In fact, it should be noted that you can also apply a combination of multiple frames to your picture directly from within PhotoFrame. In other words, you can have both an “Instant Frame” based on a standard shape and a frame based on a frame picture file, combined. You can in fact load up to 32 different frames. It’s probably way too many for most users — but the potential is there.
Then, once you’ve created a framing design that you like, you can of course save it as a preset, which will then be available directly through the “PhotoFrame” submenu from within Photoshop, without your having to go through the PhotoFrame window again.

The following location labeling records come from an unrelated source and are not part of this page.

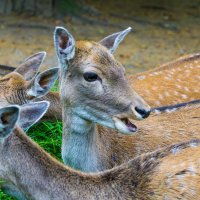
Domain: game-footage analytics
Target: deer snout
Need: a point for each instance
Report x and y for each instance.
(144, 113)
(140, 109)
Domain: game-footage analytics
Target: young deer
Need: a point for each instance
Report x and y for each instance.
(174, 82)
(92, 93)
(30, 173)
(25, 84)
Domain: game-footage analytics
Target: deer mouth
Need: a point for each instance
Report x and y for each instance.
(124, 125)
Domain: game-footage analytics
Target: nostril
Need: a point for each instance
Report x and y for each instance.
(143, 112)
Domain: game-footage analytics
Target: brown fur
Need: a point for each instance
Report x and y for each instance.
(154, 88)
(13, 89)
(108, 146)
(155, 132)
(174, 82)
(171, 172)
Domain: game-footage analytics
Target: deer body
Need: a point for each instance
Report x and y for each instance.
(103, 148)
(165, 173)
(174, 82)
(168, 173)
(90, 147)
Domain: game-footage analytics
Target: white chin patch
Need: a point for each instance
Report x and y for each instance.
(121, 127)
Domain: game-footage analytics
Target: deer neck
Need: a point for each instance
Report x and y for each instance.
(80, 147)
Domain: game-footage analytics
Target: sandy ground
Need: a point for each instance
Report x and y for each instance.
(160, 33)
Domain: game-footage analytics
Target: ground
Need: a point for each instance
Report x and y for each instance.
(160, 33)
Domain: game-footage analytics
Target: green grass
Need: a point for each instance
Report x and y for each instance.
(48, 135)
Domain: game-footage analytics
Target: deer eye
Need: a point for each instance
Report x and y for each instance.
(90, 76)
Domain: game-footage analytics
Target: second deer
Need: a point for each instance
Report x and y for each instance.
(29, 172)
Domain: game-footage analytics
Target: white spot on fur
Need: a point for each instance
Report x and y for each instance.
(171, 110)
(141, 77)
(186, 89)
(175, 150)
(157, 103)
(193, 144)
(176, 93)
(157, 111)
(184, 96)
(160, 96)
(154, 87)
(167, 78)
(167, 94)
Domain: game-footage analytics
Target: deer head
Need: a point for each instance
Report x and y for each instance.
(94, 84)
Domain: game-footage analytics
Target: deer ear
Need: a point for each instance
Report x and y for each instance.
(32, 113)
(111, 42)
(43, 82)
(8, 119)
(29, 68)
(64, 44)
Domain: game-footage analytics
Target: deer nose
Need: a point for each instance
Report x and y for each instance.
(142, 112)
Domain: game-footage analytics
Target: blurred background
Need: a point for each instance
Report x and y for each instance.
(163, 30)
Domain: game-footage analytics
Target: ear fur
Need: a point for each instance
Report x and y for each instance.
(111, 42)
(43, 82)
(64, 44)
(8, 119)
(30, 67)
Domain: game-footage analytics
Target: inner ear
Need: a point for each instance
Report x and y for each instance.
(8, 119)
(64, 44)
(111, 42)
(63, 40)
(30, 67)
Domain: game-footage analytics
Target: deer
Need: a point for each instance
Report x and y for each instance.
(171, 83)
(29, 172)
(174, 82)
(97, 104)
(25, 84)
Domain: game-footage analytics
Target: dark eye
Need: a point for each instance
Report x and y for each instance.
(90, 76)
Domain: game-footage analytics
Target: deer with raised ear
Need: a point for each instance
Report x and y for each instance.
(25, 84)
(171, 83)
(29, 172)
(95, 91)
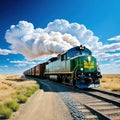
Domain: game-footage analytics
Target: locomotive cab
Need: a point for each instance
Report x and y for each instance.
(84, 66)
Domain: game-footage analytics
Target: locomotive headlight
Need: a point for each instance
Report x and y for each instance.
(81, 69)
(89, 58)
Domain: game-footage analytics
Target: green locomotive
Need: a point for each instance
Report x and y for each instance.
(76, 67)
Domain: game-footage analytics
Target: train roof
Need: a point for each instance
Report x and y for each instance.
(82, 48)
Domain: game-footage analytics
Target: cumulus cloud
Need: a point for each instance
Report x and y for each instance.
(23, 63)
(117, 38)
(33, 43)
(5, 51)
(58, 36)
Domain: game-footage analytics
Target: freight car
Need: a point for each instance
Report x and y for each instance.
(76, 67)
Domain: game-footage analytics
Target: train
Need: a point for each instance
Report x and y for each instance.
(76, 67)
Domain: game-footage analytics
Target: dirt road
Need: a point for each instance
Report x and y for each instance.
(43, 106)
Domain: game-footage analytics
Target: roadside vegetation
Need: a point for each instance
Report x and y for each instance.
(110, 82)
(14, 91)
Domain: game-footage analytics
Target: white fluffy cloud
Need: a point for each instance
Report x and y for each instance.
(5, 51)
(23, 63)
(33, 43)
(58, 36)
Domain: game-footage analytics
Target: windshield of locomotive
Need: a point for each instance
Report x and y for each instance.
(74, 53)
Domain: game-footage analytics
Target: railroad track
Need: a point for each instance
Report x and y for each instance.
(93, 104)
(98, 104)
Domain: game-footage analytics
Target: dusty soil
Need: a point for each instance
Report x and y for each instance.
(9, 84)
(43, 106)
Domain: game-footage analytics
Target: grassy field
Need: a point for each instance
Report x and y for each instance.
(14, 91)
(110, 82)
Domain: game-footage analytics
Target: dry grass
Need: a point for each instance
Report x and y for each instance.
(110, 82)
(10, 83)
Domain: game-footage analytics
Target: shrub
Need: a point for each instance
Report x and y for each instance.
(12, 105)
(22, 99)
(5, 112)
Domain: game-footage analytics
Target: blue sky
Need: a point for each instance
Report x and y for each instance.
(94, 23)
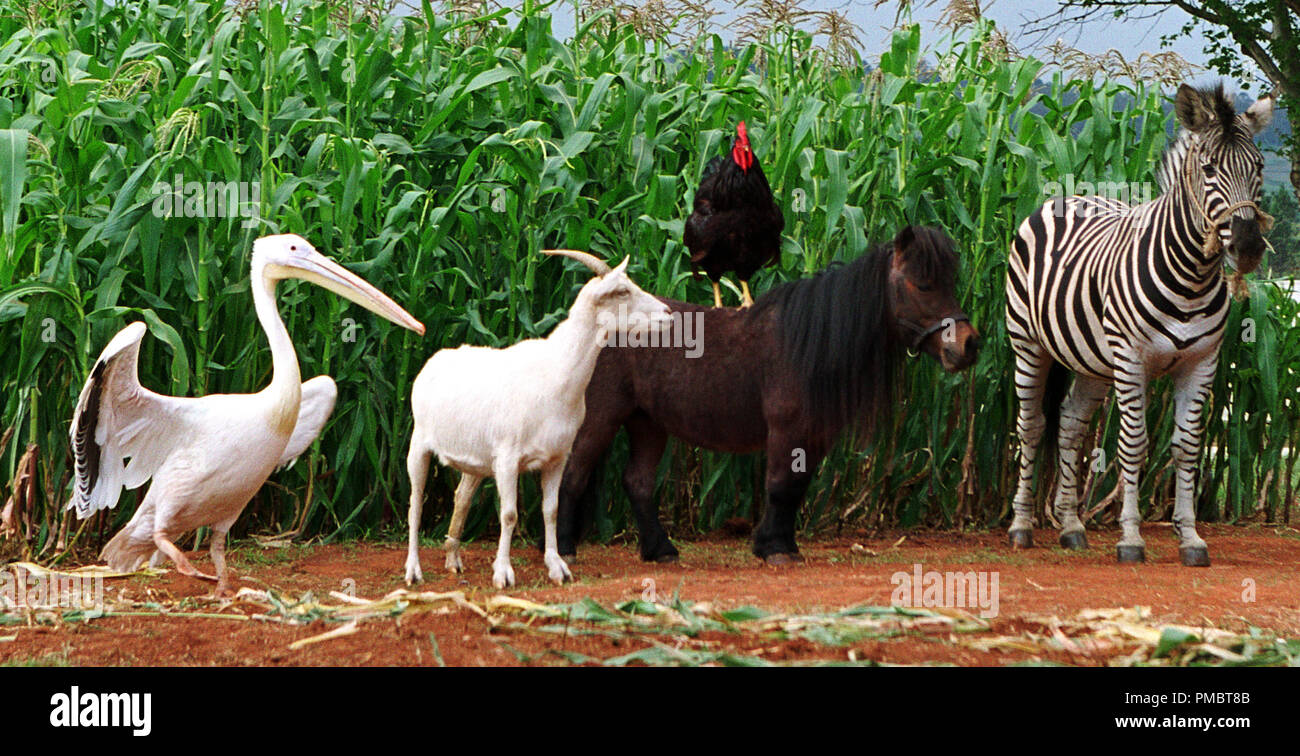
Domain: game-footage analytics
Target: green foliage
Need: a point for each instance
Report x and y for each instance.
(437, 155)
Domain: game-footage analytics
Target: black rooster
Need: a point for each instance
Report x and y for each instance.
(736, 225)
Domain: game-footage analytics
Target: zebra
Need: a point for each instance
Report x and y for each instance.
(1123, 294)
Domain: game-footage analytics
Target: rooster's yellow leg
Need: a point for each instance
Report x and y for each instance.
(748, 299)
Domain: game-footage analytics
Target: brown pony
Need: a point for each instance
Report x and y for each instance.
(811, 359)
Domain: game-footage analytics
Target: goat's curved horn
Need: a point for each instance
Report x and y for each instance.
(592, 261)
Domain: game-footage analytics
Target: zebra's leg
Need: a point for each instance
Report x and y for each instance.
(1131, 398)
(1191, 392)
(1086, 394)
(1031, 376)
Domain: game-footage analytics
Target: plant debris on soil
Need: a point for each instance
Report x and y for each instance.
(346, 605)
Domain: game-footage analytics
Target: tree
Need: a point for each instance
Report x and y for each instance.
(1262, 31)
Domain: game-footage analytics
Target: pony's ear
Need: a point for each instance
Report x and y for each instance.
(905, 238)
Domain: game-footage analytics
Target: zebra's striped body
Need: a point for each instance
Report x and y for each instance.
(1123, 294)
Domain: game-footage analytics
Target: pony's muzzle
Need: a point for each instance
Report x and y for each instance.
(962, 350)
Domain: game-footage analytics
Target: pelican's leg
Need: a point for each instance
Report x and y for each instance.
(746, 298)
(219, 563)
(182, 565)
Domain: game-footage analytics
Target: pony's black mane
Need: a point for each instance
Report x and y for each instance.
(839, 334)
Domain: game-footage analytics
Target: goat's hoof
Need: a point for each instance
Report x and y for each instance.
(1074, 541)
(503, 577)
(783, 559)
(1130, 554)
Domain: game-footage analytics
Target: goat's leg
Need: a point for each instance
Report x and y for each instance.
(464, 496)
(555, 567)
(219, 560)
(646, 442)
(417, 469)
(506, 476)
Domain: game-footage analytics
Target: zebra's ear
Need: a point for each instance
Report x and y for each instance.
(1260, 114)
(1194, 108)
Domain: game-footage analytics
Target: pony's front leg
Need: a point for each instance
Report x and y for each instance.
(555, 567)
(789, 470)
(1131, 396)
(646, 442)
(1191, 392)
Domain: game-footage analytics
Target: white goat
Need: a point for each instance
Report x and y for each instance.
(503, 412)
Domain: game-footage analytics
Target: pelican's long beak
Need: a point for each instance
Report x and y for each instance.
(324, 272)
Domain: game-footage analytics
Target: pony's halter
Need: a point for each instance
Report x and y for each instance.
(922, 334)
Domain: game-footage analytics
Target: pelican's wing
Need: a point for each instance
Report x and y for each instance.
(319, 396)
(118, 420)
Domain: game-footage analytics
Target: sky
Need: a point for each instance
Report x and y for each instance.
(1130, 38)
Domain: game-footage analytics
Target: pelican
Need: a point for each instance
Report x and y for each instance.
(207, 456)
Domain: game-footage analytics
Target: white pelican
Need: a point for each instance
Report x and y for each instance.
(208, 455)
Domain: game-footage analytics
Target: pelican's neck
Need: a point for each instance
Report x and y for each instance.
(285, 379)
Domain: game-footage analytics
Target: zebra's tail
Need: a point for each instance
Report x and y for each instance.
(1053, 395)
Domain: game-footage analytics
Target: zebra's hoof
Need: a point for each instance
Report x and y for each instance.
(1074, 541)
(1131, 554)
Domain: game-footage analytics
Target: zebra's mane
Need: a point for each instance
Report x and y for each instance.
(1173, 163)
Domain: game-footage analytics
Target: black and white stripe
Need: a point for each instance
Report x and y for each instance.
(1123, 294)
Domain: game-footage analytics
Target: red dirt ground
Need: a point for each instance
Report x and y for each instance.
(839, 573)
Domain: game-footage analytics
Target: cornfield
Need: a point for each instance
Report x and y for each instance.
(436, 153)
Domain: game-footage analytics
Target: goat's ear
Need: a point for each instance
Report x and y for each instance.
(1260, 114)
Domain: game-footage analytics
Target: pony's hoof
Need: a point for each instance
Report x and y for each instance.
(1195, 556)
(1074, 541)
(783, 559)
(1130, 554)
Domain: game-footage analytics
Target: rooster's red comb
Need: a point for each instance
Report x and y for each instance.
(741, 153)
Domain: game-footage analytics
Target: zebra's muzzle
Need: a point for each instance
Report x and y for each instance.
(1246, 244)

Using PhotoFrame is a lot of fun, and you can create framing designs that are suitable both for the web and for printed media. Here again, thanks to the integration of plug-ins within the Photoshop environment, you can use framing effects created in PhotoFrame for batch processing via the Actions architecture.
Some Issues
There are a few issues with the PhotoFrame product, however. First of all, it’s not the most stable product I’ve used. It crashed the Photoshop application itself on a couple of occasions when I clicked on the “Apply” button within the PhotoFrame application (but the crash didn’t prevent PhotoFrame from saving the adjustments I had made to my frame design, so the loss was minimal).

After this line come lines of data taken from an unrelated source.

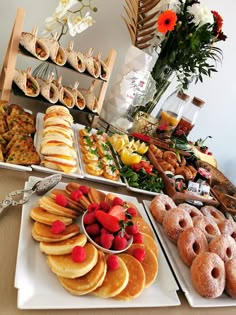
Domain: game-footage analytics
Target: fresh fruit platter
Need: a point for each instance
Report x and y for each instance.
(135, 167)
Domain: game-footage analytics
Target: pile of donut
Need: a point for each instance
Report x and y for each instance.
(206, 243)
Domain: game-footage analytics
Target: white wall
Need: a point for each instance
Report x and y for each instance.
(217, 118)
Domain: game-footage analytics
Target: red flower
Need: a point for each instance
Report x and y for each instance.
(166, 21)
(218, 20)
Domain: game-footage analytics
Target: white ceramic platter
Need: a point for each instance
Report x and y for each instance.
(99, 179)
(37, 141)
(182, 272)
(38, 287)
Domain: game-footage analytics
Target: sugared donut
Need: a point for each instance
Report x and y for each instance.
(207, 225)
(208, 275)
(213, 213)
(224, 246)
(160, 204)
(193, 211)
(191, 243)
(228, 227)
(175, 222)
(230, 273)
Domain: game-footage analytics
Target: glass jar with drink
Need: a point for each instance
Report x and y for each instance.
(189, 117)
(170, 114)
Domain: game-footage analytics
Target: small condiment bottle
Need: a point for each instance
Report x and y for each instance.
(170, 114)
(189, 117)
(203, 175)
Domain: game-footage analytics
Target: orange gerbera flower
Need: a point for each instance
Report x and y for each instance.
(166, 21)
(218, 21)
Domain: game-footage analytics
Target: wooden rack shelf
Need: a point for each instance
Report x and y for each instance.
(9, 65)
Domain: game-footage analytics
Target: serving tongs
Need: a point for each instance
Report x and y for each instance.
(21, 196)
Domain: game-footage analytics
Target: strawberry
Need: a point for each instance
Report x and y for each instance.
(131, 212)
(106, 240)
(119, 242)
(131, 229)
(104, 205)
(117, 201)
(89, 218)
(76, 195)
(118, 212)
(108, 221)
(93, 229)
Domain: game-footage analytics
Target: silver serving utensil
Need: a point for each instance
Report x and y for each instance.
(40, 188)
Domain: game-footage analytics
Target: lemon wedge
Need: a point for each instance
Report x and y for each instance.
(129, 158)
(141, 148)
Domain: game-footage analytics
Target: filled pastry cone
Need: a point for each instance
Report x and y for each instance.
(56, 52)
(75, 59)
(26, 82)
(90, 98)
(65, 96)
(34, 45)
(78, 96)
(104, 72)
(93, 66)
(48, 90)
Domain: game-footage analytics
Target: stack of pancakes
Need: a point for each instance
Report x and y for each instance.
(93, 274)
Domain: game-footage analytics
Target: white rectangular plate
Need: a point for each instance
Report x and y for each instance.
(38, 287)
(15, 167)
(182, 272)
(37, 141)
(99, 179)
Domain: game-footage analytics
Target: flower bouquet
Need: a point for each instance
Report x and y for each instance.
(181, 34)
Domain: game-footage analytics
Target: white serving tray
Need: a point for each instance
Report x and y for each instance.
(37, 141)
(182, 272)
(99, 179)
(38, 287)
(15, 167)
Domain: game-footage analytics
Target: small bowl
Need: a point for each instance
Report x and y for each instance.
(105, 250)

Then there is the issue of browsing through its collection of frame files. The files can of course be selected individually in the File Open dialog or in the Finder, but the preview image shown in Mac OS X’s “Preview” column is a very blocky, low-resolution thumbnail that is pretty much useless. Extensis actually included a catalog file for all the frame files which uses the company’s Portfolio digital asset cataloguing solution. But in order to use the catalog file, you need to use the included Portfolio Browser application, which is… a Classic application! Even though Extensis recently released a Mac OS X-ready version of the Portfolio application itself, they have not yet updated the Portfolio Browser freeware application. I checked their web site and there is no mention of an OS X version coming. I also sent an email to their public relations department about the issue, and have yet to receive an answer. Needless to say, having to use a Classic application to browse the large collection of frame files is utterly inconvenient.

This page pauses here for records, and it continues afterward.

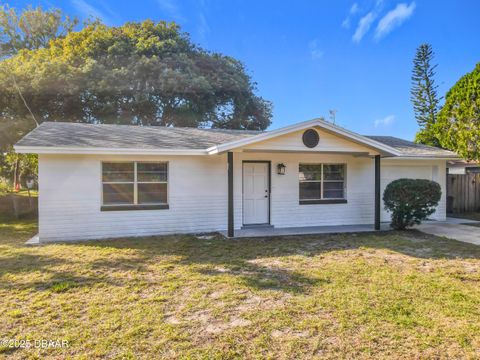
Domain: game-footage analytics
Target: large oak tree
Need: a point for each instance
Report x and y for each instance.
(458, 124)
(147, 73)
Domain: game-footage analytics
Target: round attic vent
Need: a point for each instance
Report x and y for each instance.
(310, 138)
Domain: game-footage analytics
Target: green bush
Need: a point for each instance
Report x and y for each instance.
(410, 201)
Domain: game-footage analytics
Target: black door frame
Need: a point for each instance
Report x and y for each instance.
(269, 162)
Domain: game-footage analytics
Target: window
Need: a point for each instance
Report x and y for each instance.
(322, 183)
(130, 185)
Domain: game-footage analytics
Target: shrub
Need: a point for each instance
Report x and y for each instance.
(410, 201)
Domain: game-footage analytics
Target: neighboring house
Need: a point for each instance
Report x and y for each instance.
(103, 181)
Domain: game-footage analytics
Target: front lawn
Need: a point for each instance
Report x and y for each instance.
(395, 295)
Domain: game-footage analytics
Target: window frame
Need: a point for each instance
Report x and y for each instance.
(322, 199)
(135, 205)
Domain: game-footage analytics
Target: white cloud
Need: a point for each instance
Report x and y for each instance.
(90, 11)
(171, 9)
(386, 121)
(393, 19)
(353, 10)
(315, 51)
(363, 26)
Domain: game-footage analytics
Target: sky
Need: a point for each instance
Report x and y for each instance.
(310, 57)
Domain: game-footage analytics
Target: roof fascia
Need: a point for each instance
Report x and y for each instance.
(304, 125)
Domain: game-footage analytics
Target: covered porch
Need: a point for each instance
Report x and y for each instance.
(281, 195)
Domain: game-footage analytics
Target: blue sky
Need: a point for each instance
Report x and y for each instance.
(354, 56)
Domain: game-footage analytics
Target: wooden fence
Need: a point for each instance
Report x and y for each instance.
(463, 193)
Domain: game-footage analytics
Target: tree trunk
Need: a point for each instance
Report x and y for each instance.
(16, 173)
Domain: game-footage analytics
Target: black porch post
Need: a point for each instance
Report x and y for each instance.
(377, 192)
(230, 194)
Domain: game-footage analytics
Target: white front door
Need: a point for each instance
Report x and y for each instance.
(256, 197)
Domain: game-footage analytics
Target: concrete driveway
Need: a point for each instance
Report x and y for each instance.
(453, 228)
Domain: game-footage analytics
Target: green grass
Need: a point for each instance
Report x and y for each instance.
(395, 295)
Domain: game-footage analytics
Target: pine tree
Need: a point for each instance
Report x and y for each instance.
(423, 95)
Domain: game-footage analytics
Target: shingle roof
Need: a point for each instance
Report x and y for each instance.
(409, 148)
(77, 135)
(62, 134)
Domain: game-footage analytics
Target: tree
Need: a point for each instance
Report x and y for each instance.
(140, 73)
(31, 29)
(411, 201)
(423, 95)
(458, 126)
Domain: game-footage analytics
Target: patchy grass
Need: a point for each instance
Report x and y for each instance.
(395, 295)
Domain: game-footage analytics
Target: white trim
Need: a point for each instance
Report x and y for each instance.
(105, 151)
(426, 158)
(300, 126)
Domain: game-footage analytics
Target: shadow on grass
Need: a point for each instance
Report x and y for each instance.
(219, 257)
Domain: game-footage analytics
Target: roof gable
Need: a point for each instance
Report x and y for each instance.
(345, 140)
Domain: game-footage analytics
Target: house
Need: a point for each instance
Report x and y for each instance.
(103, 181)
(462, 167)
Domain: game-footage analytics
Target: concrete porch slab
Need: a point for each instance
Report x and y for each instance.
(305, 230)
(453, 228)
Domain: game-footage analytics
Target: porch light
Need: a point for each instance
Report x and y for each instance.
(281, 169)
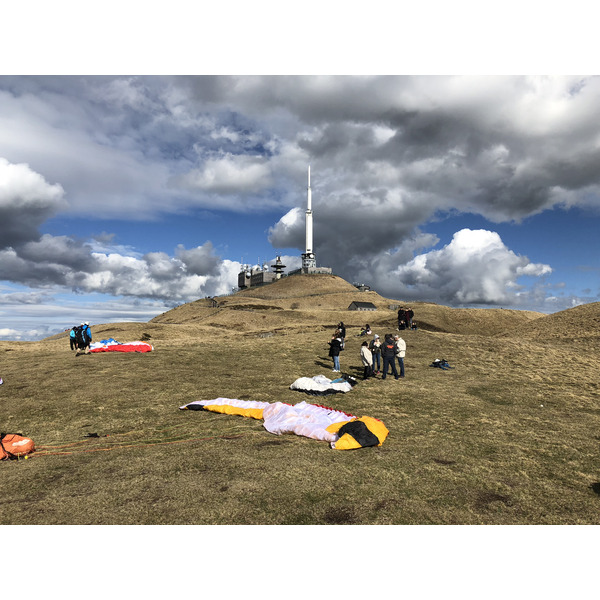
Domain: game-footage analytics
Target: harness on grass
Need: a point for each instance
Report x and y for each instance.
(14, 446)
(441, 364)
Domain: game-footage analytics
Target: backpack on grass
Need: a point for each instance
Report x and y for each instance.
(14, 445)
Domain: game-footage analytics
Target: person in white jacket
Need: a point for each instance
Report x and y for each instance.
(400, 352)
(367, 359)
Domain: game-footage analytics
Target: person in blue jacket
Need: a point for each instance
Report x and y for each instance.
(73, 338)
(87, 337)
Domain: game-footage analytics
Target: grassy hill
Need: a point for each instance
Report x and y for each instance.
(509, 436)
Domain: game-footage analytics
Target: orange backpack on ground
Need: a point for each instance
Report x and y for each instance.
(14, 445)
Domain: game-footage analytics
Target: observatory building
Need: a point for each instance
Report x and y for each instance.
(257, 275)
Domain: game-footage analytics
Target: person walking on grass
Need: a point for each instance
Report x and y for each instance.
(367, 359)
(375, 348)
(73, 337)
(335, 345)
(400, 352)
(388, 353)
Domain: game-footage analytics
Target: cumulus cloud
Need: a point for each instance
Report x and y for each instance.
(474, 268)
(26, 201)
(388, 155)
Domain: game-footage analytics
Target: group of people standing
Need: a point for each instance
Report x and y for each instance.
(372, 353)
(80, 338)
(375, 352)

There are also some performance issues with PhotoFrame. I found that, generally speaking, on my dual 1.25 GHz G4, the process of applying textures or redrawing effects after an adjustment was rather slow. While I am no expert in software development, it doesn’t seem to me that these functions should not be too highly demanding in terms of performance. I also wonder if they make use of the Velocity Engine in my G4 processors. I have doubts.
Conclusion
What really gives PhotoFrame its value (and makes it worth your money) is its large collection of ready-made, yet infinitely adjustable frame picture files. Combined with the various filters and effects that can all be manually added and adjusted within the PhotoFrame window, they enable you to create frame designs that are definitely your own, without requiring too much work and without requiring you to come up with your own frame pictures and be an expert in using Photoshop’s built-in masking tools to apply them to your digital pictures.
If Extensis could improve the overall performance of the tool and release a free update of the Portfolio Browser application for Mac OS X, then they’d have a real winner in their hands.